湖西さん自身、幼い頃は祖母のことが大好きだった。しかし、介護をするようになって、「幼い頃の楽しかった記憶が徐々に薄れてくる。ただただつらい記憶で上塗りされていく……」と苦悩していた。

「よく、『育ててくれたんだから、お世話になったんだから、介護をするのは当たり前』と言う人がいますが、介護経験があって言っているのでしょうか? 『思いやりのある介護』『介護される人の身になって介護する』といったイメージは、あまりに現実の介護と乖離しています。
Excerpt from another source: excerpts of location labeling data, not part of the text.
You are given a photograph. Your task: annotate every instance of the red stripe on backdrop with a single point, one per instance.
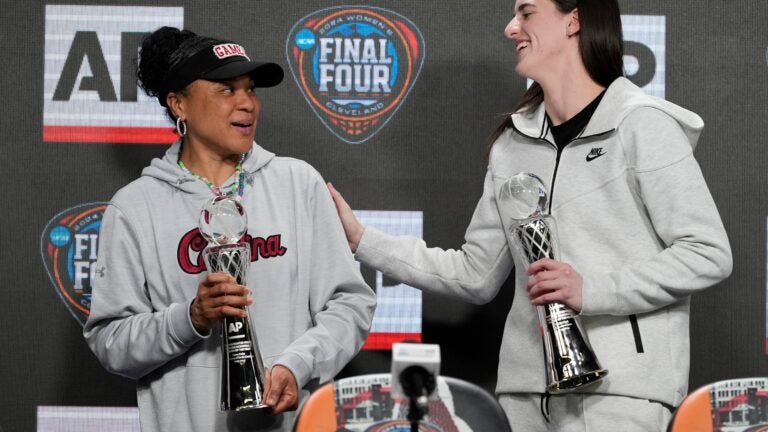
(384, 341)
(111, 135)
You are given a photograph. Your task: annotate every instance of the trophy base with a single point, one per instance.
(577, 382)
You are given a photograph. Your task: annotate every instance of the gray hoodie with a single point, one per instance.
(634, 218)
(312, 310)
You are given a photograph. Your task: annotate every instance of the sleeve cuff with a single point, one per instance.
(181, 324)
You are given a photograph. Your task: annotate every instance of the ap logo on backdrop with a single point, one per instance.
(645, 51)
(355, 66)
(68, 247)
(89, 85)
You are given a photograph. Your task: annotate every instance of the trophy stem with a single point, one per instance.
(242, 367)
(570, 361)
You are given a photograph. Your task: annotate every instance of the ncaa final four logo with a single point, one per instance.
(68, 245)
(355, 66)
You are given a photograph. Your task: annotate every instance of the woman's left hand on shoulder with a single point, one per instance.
(553, 281)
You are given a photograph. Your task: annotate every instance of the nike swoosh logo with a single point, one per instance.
(591, 157)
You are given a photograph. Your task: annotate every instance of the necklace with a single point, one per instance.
(237, 187)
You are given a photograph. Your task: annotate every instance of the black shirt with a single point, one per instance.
(571, 128)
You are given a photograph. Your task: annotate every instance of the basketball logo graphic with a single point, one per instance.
(355, 66)
(68, 246)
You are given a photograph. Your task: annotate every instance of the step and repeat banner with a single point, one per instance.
(391, 101)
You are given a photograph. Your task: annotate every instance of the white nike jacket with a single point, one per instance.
(635, 219)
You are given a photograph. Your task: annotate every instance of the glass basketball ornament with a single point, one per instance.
(223, 221)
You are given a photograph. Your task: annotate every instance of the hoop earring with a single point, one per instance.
(181, 127)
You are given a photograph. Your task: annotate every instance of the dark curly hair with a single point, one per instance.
(160, 51)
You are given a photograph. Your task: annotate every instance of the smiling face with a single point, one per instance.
(541, 34)
(221, 117)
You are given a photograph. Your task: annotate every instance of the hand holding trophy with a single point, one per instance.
(570, 361)
(223, 223)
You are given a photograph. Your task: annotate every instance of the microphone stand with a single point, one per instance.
(417, 384)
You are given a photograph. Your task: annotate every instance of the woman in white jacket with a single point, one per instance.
(638, 229)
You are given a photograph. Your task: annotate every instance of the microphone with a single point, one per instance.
(415, 368)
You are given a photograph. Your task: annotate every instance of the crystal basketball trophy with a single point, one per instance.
(223, 223)
(570, 361)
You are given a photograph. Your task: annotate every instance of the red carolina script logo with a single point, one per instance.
(192, 244)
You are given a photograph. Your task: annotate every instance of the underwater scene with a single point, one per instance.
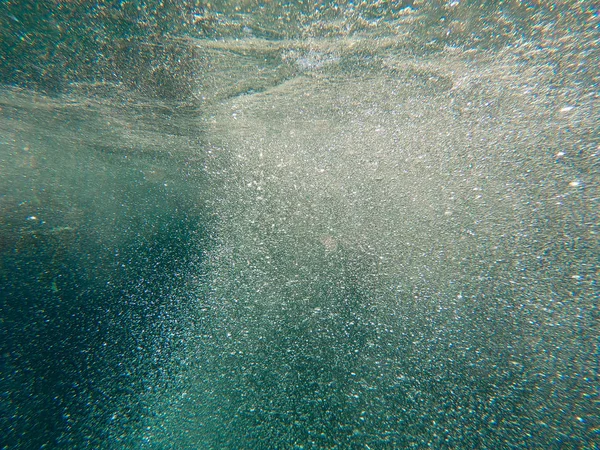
(299, 225)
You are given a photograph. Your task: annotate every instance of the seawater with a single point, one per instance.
(337, 234)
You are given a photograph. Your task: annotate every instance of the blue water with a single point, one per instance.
(299, 225)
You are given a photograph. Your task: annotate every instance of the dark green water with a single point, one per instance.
(299, 225)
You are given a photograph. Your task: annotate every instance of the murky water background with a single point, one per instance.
(299, 226)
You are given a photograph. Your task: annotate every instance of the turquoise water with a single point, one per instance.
(299, 225)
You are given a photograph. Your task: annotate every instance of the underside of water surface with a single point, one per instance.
(258, 225)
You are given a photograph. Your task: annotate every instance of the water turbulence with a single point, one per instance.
(333, 242)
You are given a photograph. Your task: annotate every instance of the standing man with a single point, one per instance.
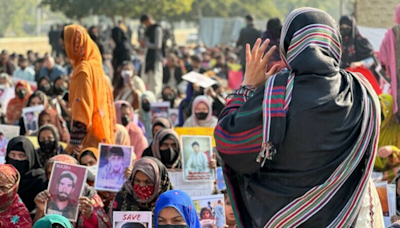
(152, 72)
(248, 35)
(90, 96)
(61, 203)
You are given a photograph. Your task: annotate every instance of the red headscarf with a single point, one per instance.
(13, 212)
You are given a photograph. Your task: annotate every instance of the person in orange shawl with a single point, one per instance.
(388, 157)
(15, 106)
(90, 96)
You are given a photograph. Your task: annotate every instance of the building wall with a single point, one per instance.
(376, 13)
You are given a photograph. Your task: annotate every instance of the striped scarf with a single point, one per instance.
(277, 98)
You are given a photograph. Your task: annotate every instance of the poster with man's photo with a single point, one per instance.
(211, 210)
(174, 116)
(66, 185)
(7, 132)
(114, 159)
(132, 219)
(31, 117)
(197, 154)
(159, 109)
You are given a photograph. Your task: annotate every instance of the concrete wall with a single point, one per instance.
(21, 45)
(376, 13)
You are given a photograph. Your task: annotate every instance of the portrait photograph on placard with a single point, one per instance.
(132, 219)
(114, 159)
(7, 132)
(174, 116)
(31, 117)
(159, 109)
(211, 210)
(66, 185)
(197, 154)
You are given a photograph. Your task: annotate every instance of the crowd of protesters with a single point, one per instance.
(94, 81)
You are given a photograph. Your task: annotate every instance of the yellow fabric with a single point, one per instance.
(389, 136)
(90, 96)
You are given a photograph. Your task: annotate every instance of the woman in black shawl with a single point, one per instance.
(357, 51)
(123, 49)
(22, 155)
(298, 150)
(149, 179)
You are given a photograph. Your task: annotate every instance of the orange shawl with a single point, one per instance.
(90, 96)
(15, 106)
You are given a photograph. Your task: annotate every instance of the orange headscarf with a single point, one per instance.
(90, 95)
(15, 106)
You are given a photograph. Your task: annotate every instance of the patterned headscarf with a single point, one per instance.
(182, 203)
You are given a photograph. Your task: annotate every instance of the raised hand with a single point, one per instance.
(256, 63)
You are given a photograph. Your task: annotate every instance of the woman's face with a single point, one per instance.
(35, 102)
(17, 155)
(125, 111)
(201, 107)
(46, 135)
(156, 128)
(166, 144)
(46, 119)
(142, 179)
(88, 160)
(170, 216)
(230, 216)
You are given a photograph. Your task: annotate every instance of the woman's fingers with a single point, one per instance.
(255, 49)
(261, 50)
(268, 55)
(248, 53)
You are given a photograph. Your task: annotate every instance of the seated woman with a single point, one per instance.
(91, 212)
(201, 114)
(49, 143)
(22, 155)
(158, 124)
(54, 220)
(13, 212)
(50, 116)
(149, 179)
(175, 208)
(124, 116)
(125, 85)
(15, 106)
(166, 147)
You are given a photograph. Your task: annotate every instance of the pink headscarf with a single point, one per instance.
(397, 15)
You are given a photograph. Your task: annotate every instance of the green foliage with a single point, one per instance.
(14, 14)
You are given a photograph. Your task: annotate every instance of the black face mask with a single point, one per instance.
(125, 120)
(168, 157)
(201, 115)
(146, 107)
(21, 166)
(47, 146)
(172, 226)
(45, 88)
(22, 93)
(345, 32)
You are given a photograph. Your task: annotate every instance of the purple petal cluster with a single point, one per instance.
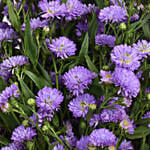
(52, 9)
(103, 39)
(142, 48)
(62, 47)
(79, 106)
(77, 79)
(126, 57)
(126, 145)
(128, 82)
(112, 14)
(49, 99)
(106, 76)
(13, 146)
(9, 93)
(20, 134)
(102, 137)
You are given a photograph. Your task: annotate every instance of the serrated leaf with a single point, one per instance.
(30, 47)
(90, 64)
(38, 80)
(26, 91)
(12, 15)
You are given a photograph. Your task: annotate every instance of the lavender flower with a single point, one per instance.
(126, 57)
(82, 144)
(112, 14)
(49, 99)
(102, 137)
(74, 9)
(142, 48)
(103, 39)
(20, 134)
(13, 146)
(126, 145)
(62, 47)
(9, 93)
(77, 79)
(127, 125)
(52, 9)
(79, 106)
(106, 76)
(128, 82)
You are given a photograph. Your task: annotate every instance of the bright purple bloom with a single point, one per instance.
(102, 137)
(82, 144)
(128, 82)
(106, 76)
(74, 9)
(126, 145)
(77, 79)
(13, 146)
(52, 9)
(62, 47)
(126, 57)
(9, 93)
(112, 14)
(20, 134)
(49, 99)
(142, 48)
(103, 39)
(79, 106)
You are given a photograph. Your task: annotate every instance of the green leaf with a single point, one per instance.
(140, 132)
(90, 64)
(26, 91)
(30, 47)
(3, 84)
(38, 80)
(12, 15)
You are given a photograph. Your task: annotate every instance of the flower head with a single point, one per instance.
(20, 134)
(103, 39)
(126, 57)
(52, 9)
(80, 105)
(127, 80)
(77, 79)
(102, 137)
(62, 47)
(112, 14)
(142, 48)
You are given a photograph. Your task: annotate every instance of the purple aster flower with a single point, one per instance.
(126, 145)
(127, 125)
(142, 48)
(13, 146)
(128, 82)
(9, 93)
(102, 137)
(62, 47)
(77, 79)
(52, 9)
(82, 144)
(112, 115)
(103, 39)
(146, 116)
(82, 26)
(35, 23)
(74, 9)
(20, 134)
(79, 106)
(94, 120)
(49, 99)
(112, 14)
(126, 57)
(106, 76)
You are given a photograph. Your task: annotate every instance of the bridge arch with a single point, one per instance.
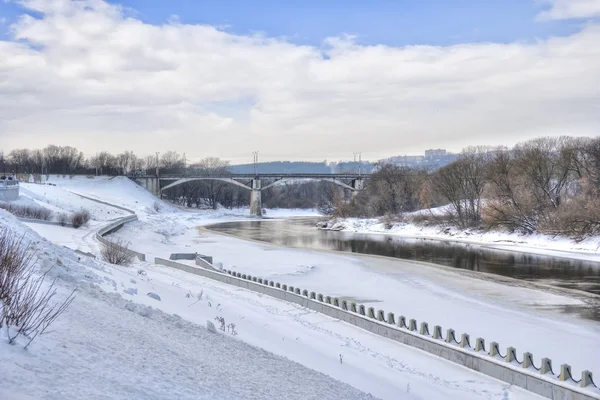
(186, 180)
(332, 180)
介護するとなったら腹を決めて、そんな理想は捨て去り、“介護する側”が介護しやすいように環境を整える。調べたり人に聞いたりして、少しでも情報を集める。最も重要なのは、必要以上に自分を責めないこと。これに尽きると思います」

湖西さんは現在、大学院進学と就活、両方で準備中だ。介護にとられていた時間を取り戻した湖西さんは、「TOEICや資格試験の勉強に充てたい」と話す。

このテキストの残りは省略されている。